According to the July 6 warning, hackers use a vulnerability in security software to access computer networks in institutions in Canada and the United States to steal sensitive data for financial gain. The company behind the compromised software says that more than 7,000 institutions rely on what is known as "Netwrix Auditor," including clients from the insurance, financial, healthcare, and legal sectors.
Anil Somayaji, Associate Professor of Computer Science at Carleton University in Ottawa, said, "For the security software to work, it requires high levels of access, so if it is compromised, the attackers win. It is the worst type of vulnerability in highly sensitive software that is specifically deployed in those places where security matters."
Netwrix, based in Texas, urges customers to upgrade the software and ensure that the systems running it are disconnected from the internet.
The company's Chief Security Officer, Gerrit Lansing, said, "This vulnerability may allow an attacker to execute arbitrary code on an internet-exposed Netwrix Auditor system, contrary to best deployment practices," confirming that the attacker will be able to perform enumeration attacks and attempt privilege escalation in a compromised network, noting that both activities, enumeration and privilege escalation, are at the core of any cyber attack."
Netwrix Auditor is marketed as a digital tool that organizations can use to detect security threats, prove compliance, and increase IT team efficiency.
The Netwrix Auditor website also declares that it has reduced IT risks and proactively detected threats, as well as reducing risks to your critical assets by identifying your most important data and infrastructure security vulnerabilities and exposing lax permissions.

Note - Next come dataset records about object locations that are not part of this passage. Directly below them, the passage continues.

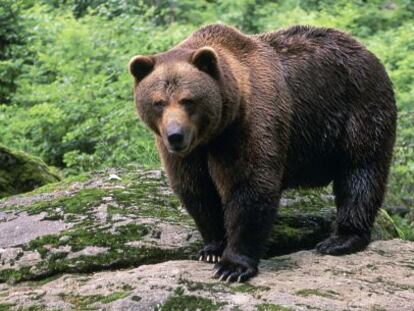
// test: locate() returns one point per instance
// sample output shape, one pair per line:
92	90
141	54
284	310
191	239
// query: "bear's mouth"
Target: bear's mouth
182	149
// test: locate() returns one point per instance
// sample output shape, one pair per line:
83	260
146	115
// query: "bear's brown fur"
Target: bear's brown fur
238	119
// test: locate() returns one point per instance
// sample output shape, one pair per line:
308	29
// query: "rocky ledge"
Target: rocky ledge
380	278
54	238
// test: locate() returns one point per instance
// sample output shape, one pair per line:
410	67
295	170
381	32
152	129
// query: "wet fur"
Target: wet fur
301	107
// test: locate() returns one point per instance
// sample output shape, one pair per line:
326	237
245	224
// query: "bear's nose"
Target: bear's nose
176	139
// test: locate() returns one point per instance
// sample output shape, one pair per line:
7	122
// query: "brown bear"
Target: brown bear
239	119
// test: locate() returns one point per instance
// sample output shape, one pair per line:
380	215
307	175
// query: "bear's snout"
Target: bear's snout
176	132
175	136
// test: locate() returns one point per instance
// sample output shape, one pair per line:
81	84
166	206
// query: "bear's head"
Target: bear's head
178	96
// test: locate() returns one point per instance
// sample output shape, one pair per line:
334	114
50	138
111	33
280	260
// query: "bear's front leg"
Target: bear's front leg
191	181
249	216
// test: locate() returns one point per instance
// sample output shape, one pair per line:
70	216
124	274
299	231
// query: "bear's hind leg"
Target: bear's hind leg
359	192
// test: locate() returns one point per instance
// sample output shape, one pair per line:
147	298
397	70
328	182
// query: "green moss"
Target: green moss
13	276
272	307
62	185
85	302
315	292
20	172
6	306
189	303
136	298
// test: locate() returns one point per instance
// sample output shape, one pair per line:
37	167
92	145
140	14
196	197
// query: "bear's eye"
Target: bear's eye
187	102
159	104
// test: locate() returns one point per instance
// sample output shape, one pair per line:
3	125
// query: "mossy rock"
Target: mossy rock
129	217
21	172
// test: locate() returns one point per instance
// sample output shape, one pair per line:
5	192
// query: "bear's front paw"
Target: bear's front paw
211	252
234	267
343	244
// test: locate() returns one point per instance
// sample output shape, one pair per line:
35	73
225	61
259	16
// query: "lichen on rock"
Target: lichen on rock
100	222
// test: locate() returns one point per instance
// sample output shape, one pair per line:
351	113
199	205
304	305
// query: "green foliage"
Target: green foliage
67	96
20	172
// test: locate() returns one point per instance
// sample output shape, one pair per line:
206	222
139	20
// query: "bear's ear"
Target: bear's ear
140	66
206	59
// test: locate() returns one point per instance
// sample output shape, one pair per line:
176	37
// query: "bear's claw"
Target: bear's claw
211	252
239	270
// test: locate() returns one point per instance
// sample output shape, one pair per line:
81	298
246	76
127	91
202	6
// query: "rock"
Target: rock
380	278
88	251
20	172
25	228
92	224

Somayaji says, "The nature of the software and the attack, known as remote code execution, can give hackers full access to computer systems and the type of sensitive data it was designed to protect."
Somayaji, whose research interests include computer security and intrusion detection, continued, "Once they are infected, they essentially control these systems and can then encrypt all your data so that it can only be decrypted now by the attacker; this is the idea of ransomware—your data is encrypted, if you want to recover it you have to pay me for the key, otherwise you will never be able to recover it."

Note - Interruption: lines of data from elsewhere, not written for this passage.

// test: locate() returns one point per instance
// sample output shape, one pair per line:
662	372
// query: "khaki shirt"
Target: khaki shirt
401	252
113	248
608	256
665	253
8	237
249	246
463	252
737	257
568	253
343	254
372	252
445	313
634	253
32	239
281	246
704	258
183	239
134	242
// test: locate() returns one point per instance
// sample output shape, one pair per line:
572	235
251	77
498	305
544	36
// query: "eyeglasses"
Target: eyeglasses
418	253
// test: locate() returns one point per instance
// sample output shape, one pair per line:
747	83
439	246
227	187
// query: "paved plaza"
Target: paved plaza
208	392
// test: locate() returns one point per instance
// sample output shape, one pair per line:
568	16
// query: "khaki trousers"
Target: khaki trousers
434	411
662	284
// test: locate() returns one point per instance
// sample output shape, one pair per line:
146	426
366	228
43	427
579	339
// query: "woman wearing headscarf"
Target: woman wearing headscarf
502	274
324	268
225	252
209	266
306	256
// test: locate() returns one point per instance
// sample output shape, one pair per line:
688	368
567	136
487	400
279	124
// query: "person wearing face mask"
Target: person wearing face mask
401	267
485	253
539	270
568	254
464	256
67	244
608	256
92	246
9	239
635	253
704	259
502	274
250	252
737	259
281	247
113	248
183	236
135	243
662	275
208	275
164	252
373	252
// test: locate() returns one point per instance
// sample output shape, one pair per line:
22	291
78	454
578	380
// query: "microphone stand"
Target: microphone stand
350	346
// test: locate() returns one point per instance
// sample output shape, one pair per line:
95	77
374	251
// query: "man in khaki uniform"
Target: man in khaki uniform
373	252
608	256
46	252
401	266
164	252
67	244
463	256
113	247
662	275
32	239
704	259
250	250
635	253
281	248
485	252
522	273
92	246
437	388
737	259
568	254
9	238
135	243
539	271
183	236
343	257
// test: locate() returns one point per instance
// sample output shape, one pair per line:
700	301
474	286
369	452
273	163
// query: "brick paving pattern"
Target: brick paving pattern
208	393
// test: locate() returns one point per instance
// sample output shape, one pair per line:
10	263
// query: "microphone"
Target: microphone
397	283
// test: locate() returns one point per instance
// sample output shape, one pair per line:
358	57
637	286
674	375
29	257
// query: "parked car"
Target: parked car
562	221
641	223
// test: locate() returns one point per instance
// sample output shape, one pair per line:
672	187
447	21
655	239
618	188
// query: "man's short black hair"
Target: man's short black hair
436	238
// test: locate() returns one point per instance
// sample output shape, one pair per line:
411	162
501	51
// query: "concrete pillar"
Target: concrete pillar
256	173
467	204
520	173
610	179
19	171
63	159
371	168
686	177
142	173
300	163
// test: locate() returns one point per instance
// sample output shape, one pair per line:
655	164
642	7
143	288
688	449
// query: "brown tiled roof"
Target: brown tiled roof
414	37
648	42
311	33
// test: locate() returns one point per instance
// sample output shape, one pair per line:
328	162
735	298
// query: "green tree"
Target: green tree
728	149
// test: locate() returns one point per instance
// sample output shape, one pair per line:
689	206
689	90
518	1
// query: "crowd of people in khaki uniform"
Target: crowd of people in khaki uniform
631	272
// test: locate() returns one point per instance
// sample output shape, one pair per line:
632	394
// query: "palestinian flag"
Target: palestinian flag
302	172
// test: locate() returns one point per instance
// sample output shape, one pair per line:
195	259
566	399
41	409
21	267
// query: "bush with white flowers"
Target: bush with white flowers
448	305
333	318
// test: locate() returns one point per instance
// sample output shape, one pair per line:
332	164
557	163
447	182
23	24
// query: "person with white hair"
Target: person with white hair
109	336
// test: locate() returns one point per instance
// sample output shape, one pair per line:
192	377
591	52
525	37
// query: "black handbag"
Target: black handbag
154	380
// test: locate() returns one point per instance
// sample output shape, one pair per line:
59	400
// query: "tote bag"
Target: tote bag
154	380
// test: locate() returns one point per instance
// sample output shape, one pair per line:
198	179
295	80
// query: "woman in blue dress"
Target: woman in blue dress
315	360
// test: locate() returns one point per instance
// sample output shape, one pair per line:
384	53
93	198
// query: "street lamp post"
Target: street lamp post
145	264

The Canadian Centre for Cyber Security is part of the Communications Security Establishment, Canada’s cybersecurity and digital intelligence agency, and issued a joint alert about the new cyber threat alongside the FBI, the Cybersecurity and Infrastructure Security Agency, and the Multi-State Information Sharing and Analysis Center in the United States.
Somayaji said, "When you see these things emerge, they are like the tip of the iceberg; the fact that the Canadian Cyber Security Centre and FBI both issue this press release makes me think that some big players are using these things."

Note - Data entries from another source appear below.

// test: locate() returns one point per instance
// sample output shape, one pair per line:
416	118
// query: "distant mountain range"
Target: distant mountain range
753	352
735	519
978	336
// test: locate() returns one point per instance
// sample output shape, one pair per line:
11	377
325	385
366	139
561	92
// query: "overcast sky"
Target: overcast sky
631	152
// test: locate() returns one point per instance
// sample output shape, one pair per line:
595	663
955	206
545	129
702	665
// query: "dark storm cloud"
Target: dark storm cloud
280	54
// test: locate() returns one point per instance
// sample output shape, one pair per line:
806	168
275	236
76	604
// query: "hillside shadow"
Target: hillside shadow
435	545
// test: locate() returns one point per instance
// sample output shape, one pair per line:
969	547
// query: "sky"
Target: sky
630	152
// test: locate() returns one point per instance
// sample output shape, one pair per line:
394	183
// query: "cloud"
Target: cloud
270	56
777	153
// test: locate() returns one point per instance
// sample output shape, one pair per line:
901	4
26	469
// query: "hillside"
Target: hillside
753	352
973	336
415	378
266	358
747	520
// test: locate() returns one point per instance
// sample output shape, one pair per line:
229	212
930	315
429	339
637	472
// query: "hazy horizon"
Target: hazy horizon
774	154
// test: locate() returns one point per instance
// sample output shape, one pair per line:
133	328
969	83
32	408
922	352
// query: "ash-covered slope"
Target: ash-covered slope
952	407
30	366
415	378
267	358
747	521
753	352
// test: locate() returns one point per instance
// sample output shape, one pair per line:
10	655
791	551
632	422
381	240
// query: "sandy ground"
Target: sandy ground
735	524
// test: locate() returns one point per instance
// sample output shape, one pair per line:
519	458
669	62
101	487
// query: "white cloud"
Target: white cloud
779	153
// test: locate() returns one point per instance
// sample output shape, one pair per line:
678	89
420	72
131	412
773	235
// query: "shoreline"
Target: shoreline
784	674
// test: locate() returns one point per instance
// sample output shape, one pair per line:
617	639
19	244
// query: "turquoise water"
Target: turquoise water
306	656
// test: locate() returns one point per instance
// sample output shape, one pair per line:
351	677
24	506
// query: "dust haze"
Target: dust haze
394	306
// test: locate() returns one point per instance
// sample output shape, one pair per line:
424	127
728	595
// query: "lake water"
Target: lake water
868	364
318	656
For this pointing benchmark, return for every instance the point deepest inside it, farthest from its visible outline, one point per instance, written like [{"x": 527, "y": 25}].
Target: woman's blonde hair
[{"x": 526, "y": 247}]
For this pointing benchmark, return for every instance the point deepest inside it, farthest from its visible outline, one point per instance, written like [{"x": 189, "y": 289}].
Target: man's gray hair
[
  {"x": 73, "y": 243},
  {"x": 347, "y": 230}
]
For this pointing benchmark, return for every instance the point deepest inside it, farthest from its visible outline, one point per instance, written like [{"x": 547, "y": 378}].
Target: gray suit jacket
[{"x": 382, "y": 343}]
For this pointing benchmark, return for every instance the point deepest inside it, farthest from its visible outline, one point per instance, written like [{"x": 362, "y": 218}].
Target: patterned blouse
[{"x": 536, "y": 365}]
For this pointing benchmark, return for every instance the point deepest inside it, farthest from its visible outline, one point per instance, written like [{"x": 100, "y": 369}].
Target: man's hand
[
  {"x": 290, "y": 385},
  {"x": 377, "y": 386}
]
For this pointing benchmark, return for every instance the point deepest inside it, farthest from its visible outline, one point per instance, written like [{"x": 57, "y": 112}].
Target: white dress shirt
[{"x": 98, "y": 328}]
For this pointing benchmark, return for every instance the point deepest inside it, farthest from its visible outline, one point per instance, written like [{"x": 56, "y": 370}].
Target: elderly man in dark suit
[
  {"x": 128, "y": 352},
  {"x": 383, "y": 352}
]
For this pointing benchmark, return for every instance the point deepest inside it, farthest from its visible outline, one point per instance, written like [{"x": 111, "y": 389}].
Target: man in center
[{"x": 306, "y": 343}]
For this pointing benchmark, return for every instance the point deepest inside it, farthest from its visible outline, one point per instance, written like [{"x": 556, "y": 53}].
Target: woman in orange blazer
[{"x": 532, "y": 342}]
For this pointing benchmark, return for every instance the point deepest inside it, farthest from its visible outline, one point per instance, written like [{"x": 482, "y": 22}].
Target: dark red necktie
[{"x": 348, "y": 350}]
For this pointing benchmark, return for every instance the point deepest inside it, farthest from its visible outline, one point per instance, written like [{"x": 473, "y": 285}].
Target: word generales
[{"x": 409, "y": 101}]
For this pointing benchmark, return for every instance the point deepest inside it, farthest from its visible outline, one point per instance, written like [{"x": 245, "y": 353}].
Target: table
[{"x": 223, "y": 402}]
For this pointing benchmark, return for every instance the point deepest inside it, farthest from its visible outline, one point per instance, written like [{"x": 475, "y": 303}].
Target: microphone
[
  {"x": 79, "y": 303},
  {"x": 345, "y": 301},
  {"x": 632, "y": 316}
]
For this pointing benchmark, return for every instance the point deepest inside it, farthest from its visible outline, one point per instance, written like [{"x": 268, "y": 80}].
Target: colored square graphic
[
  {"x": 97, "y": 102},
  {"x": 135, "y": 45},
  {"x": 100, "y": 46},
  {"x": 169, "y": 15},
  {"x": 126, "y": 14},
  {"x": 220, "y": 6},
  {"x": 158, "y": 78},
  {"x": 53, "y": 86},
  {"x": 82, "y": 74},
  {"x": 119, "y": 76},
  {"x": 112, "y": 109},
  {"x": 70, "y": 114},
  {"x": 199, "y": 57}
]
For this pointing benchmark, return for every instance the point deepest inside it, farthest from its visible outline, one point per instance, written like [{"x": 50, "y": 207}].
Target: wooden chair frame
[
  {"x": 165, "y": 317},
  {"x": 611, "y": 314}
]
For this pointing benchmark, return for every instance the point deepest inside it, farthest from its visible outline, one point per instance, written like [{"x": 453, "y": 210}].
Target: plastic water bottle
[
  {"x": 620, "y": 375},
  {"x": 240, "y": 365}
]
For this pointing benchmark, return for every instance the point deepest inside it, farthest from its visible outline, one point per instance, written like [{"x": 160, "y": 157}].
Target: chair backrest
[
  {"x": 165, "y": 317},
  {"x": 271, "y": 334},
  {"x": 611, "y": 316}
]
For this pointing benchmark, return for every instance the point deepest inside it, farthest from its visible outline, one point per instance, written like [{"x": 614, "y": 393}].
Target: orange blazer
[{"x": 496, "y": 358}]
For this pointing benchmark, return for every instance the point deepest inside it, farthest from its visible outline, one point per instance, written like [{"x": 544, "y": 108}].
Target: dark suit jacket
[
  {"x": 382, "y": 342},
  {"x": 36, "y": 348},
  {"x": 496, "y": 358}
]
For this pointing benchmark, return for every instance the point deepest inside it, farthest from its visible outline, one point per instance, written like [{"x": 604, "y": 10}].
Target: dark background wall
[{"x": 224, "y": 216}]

Private security researchers, first identified in 2017, said they have tracked the Trobot malware back to hackers in the alleged Russian-speaking Silense Group, which is said to have targeted financial institutions in former Soviet Union countries and others worldwide. A spokesperson for the Canadian Cyber Security Agency said they "are not in a position to verify these findings."
The spokesperson explained, "Previous versions of the Trobot malware relied on malicious emails to infiltrate systems by tricking recipients into clicking a hyperlink to execute the malware. Recently, cyber threat actors have added a new method and are exploiting a remote code execution vulnerability—known as CVE-2022-31199—in the Netwrix Auditor software to deploy the malware, effectively eliminating the need for human error required for a phishing attack to succeed."
The Canadian Cyber Security Agency urges affected IT operators to read the technical alert and cybersecurity advisories for more information and solutions.
Somayaji says Netwrix is not the first security software company to face such a breach; if you look back, many security products have had significant vulnerabilities. Some of these may be just people trying to make money, some may be intelligence organizations, and some may be just random individuals with an axe to grind."